Operator Guide

  • Task-shaped workflow
  • Public instance
  • v1.51.2

Phantom Tide is not designed to reward blind clicking. Start with the map, verify freshness and source state, then compress the question with convergence, tracked-aircraft alerts, proximity query, or Area Intelligence Report.

Start Here

  • Use the map first. World zoom is a triage surface, not a complete traffic plot.
  • Read the header before chasing detail: mode, last update, next refresh, and access state tell you how much to trust the current surface.
  • Open Layers when a source matters. Dense live layers are intentionally suppressed at low zoom to keep the map legible and fast.

Read State Correctly

  • Live: the latest ingest succeeded and the source is updating normally.
  • Degraded: the source answered, but quality, completeness, or subtype fidelity fell.
  • Stale: old or cached data is still being shown so the picture stays usable, but it should not be treated as fresh.
  • Tier-limited: the layer or feature exists, but the current access tier is intentionally capped.

Do not treat an empty layer as proof of absence until you have checked zoom, time window, and source health.

Cadence Matters

  • The browser refreshes on a 30 second loop, but upstream sources do not all recollect every 30 seconds.
  • Fast sources such as AIS, OpenSky, NOTAM, and SWPC run on a 5 minute collector cadence.
  • The supplemental vessel and aircraft entity feed also refreshes every 5 minutes.
  • Many environmental and advisory sources run on 15 to 60 minute cadences because the upstream itself does not change faster than that.
  • Some reference or orbital-context sources update every 4, 6, or 24 hours.

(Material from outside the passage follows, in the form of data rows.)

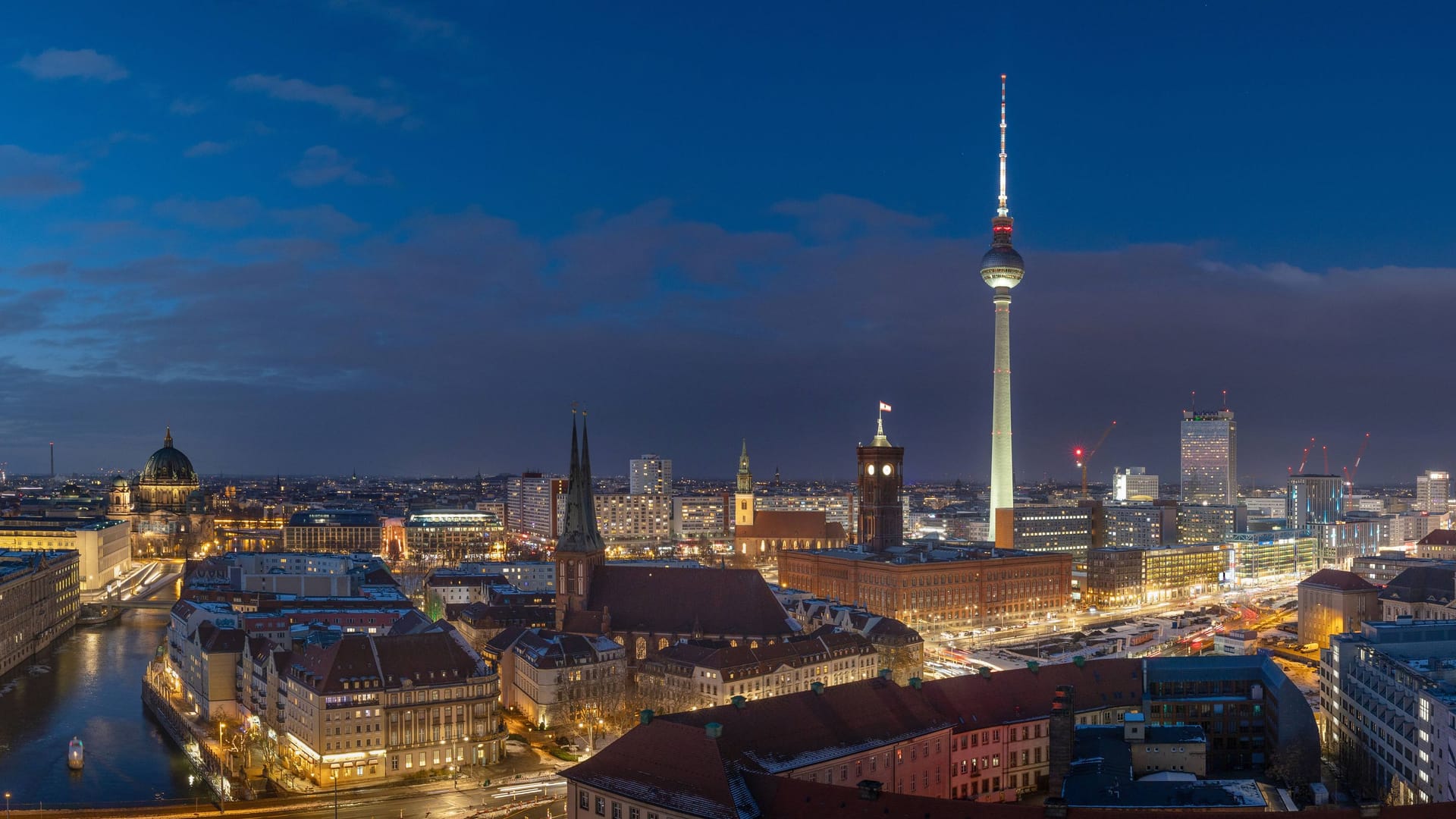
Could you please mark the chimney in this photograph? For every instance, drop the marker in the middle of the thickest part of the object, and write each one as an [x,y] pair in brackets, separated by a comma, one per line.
[1060,729]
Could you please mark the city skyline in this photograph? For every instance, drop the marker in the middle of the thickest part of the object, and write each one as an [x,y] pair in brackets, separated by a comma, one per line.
[268,253]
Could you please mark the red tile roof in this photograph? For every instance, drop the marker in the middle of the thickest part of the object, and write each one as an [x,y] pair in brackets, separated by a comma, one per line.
[786,732]
[1338,580]
[686,601]
[672,765]
[1024,694]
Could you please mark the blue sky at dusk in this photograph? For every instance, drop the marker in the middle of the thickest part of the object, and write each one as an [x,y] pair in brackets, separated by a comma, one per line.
[403,237]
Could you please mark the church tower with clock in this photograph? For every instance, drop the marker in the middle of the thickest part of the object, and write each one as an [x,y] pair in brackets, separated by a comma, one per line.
[881,515]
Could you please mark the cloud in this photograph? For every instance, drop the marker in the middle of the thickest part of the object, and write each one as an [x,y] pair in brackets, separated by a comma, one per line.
[322,165]
[187,107]
[58,64]
[745,327]
[340,98]
[27,175]
[419,28]
[209,148]
[319,219]
[218,215]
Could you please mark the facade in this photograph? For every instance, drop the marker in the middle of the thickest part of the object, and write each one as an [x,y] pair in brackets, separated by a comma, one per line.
[39,598]
[702,516]
[1261,557]
[332,531]
[1002,268]
[1134,484]
[1141,576]
[1423,592]
[1055,529]
[1334,602]
[1439,544]
[1210,523]
[984,738]
[648,608]
[452,534]
[1433,491]
[370,708]
[530,500]
[1209,458]
[634,516]
[165,504]
[1313,499]
[881,515]
[1386,694]
[557,679]
[702,673]
[925,586]
[1139,525]
[651,475]
[104,547]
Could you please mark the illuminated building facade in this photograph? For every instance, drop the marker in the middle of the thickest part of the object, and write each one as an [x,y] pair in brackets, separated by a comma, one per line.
[651,475]
[530,500]
[332,531]
[924,585]
[881,513]
[104,545]
[453,534]
[165,504]
[1209,458]
[1260,557]
[1334,602]
[39,598]
[1133,484]
[1313,499]
[1210,523]
[1433,491]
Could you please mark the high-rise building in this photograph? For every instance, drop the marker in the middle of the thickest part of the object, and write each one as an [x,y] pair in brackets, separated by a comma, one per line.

The practical rule is simple: a fresh browser refresh does not guarantee a fresh upstream collection. Read the source state before treating absence or persistence as signal.

Tracked Aircraft Workflow

  • Watch the aircraft banner or alert tables for a tracked-aircraft hit.
  • Click the banner or the marker to open the right-side detail panel.
  • Use the detail panel to verify callsign, registration, origin, timing, and geometry before reacting to the map icon alone.
  • If the track matters, use the track button in detail to pull history instead of relying on one state vector.

Convergence Zones

  • Convergence is a triage layer. It ranks where multiple independent signals overlap.
  • Use the score to decide where to look first, not as a standalone verdict.
  • Read the popup for evidence families, contributor weights, and 72-hour change.
  • If a zone looks empty at world zoom, drill in. Lower-priority cells are hidden until the view is tight enough to stay readable.

Proximity Query and Area Report

  • Right-click any map point to open a radius query.
  • Use Proximity Query to rank nearby signals, infrastructure, and corroborating context by distance.
  • Use Area Intelligence Report when you need a deterministic plain-text sitrep for a fixed circle.
  • The highlighted circle is part of the workflow. Verify the area before copying the output.

Adaptive Mode

Phantom Tide exposes its interaction mode in the Session panel. Only help density, shorthand, and guidance emphasis adapt automatically.

  • Teach / tutorial: full prompts and explicit guidance stay on.
  • Deep / analytical: denser context, fewer reminders, more investigative framing.
  • Fast / browsing: shorthand copy and keyboard cues take priority.

Map controls, source colors, severity meaning, and click paths stay fixed for trust and muscle memory. You can lock or reset the current mode at any time.

Access and Session Memory

  • Starter access is anonymous and intentionally limited to keep the live surface readable.
  • Expanded access is browser-session based. If a feature is locked, the Access panel will say so explicitly.
  • Session memory is local-only and dialogic. If Phantom Tide remembers a working style, it asks before reusing it.

Keyboard and Reversible Actions

  • ? opens the in-app guide and shortcut sheet.
  • Escape closes drawers, dialogs, and menus.
  • t toggles relative and UTC time.
  • i opens or closes the intel briefings.
  • j and k move through the live briefing rows without changing map or layer state.
  • Enter opens the current briefing row in the Detail panel.
  • f focuses the map on the current row or selected signal.
  • Compact-screen controls: [ opens Layers, ] opens Detail.

Three Good Questions

  • Which signals are overlapping that should not overlap?
  • Which sources disagree about location, timing, or presence?
  • What is the freshest trustworthy path to a plain-language sitrep?